A lot was riding on Simon Singh tonight. I had chosen his talk over Simon Armitage, Laslo Krasznahorkai and Germaine Greer, who I’d have loved to see, because I enjoyed ‘Fermat’s Last Theorem’ so much. Then I’d had a frustrating time getting here due to a missed turn en-route adding an hour to the journey. High winds on arrival, and a broken pole mean it took longer than expected to erect t the tent, and so I missed my first event. If the day was going to be redeemed, Singh’s talk had better be good…
I’m delighted to say that it was way better than that, and meant after hours of frustration, my Hay has kicked off in style. Which was particularly pleasing as my eldest, Beth (16) decided to come along at the last minute and I would have also hated to disappoint her.
For those unfamiliar with Singh’s book, it tells the story of Andrew Wiles, a mathematician who was obsessed with solving Fermat’s Last Theorem. That puzzle was laid down by Fermat, who liked to writ e notes in the margins of his copy of Arithmetica. In one, he claimed to have proved a particular equation, but there wasn’t space to write the proof, thereby setting down a challenge for mathematicians for 350 years.
Tonight’s talk was a celebration of twenty years since Wiles’ tremendous achievement. Fittingly, it began with an excerpt from the BBC film of the story in which Wiles is filled with emotion as he remembers the moment he knew he’d completed the proof. ‘We’ve all had occasions when maths made us want to cry’ Singh commented wryly, before taking us through the story and why it mattered so much to the mathematician.

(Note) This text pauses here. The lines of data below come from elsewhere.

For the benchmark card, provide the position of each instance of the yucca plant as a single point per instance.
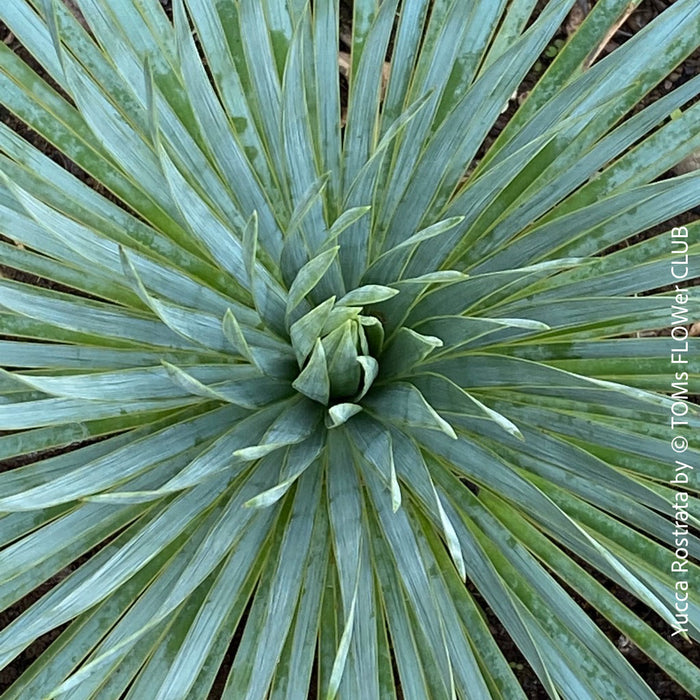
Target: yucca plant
(302, 388)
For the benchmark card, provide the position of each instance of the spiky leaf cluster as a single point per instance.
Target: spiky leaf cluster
(292, 375)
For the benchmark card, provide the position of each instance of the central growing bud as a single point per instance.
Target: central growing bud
(337, 347)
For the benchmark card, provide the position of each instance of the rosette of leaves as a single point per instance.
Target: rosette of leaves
(291, 375)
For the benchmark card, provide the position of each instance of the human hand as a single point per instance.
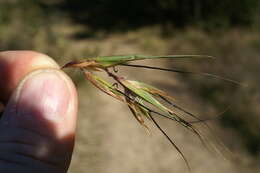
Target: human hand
(37, 127)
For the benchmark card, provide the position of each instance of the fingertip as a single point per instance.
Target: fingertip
(15, 65)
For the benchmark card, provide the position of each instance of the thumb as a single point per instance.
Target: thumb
(38, 126)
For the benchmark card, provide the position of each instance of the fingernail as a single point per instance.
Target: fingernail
(44, 93)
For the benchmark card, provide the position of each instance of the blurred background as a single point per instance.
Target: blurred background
(108, 138)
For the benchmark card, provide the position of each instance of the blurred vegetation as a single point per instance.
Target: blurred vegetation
(121, 15)
(153, 27)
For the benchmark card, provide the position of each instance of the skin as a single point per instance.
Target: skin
(37, 127)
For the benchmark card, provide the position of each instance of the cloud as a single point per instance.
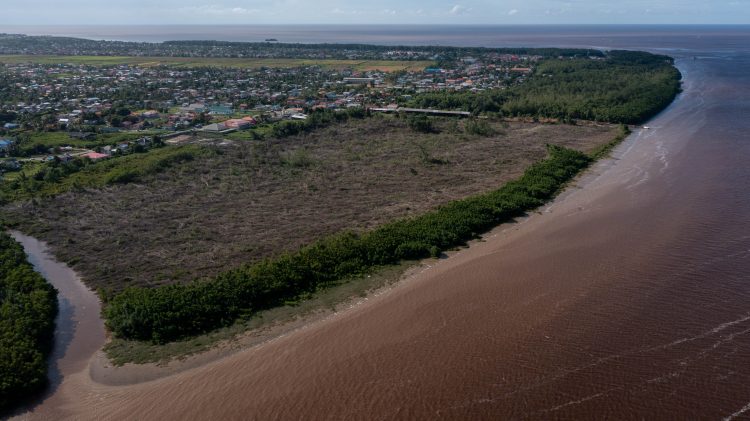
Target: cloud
(459, 10)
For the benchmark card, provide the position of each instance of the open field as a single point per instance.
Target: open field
(254, 199)
(250, 63)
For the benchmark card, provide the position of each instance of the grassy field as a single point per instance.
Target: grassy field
(359, 65)
(253, 199)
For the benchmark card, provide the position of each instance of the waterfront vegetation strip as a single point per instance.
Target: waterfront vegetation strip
(28, 306)
(175, 312)
(625, 87)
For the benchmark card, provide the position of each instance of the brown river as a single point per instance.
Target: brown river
(626, 298)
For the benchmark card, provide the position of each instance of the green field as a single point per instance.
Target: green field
(250, 63)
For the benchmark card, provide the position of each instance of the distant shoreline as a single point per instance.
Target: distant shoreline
(483, 35)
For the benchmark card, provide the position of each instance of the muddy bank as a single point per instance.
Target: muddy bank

An obsession formed when he was ten, led to him spending years studying the theorem, till a breakthrough in a new field of mathematics gave him the tools for a possible solution. For the next seven years Wiles toiled away in secret, until he finally worked out a proof. Even that wasn’t the end of the story as the proof later turned out to have an error and it was another eighteen months before it was absolutely watertight.
Singh is as an engaging a presenter as he is a writer, and he told the absorbing tale with verve and energy. Beth loved it. And when we met the author afterwards, he proved as engaging in person as he is on stage and page. So look out for his books, he’s well worth a read.
After a somewhat wobbly start, my festival has begun.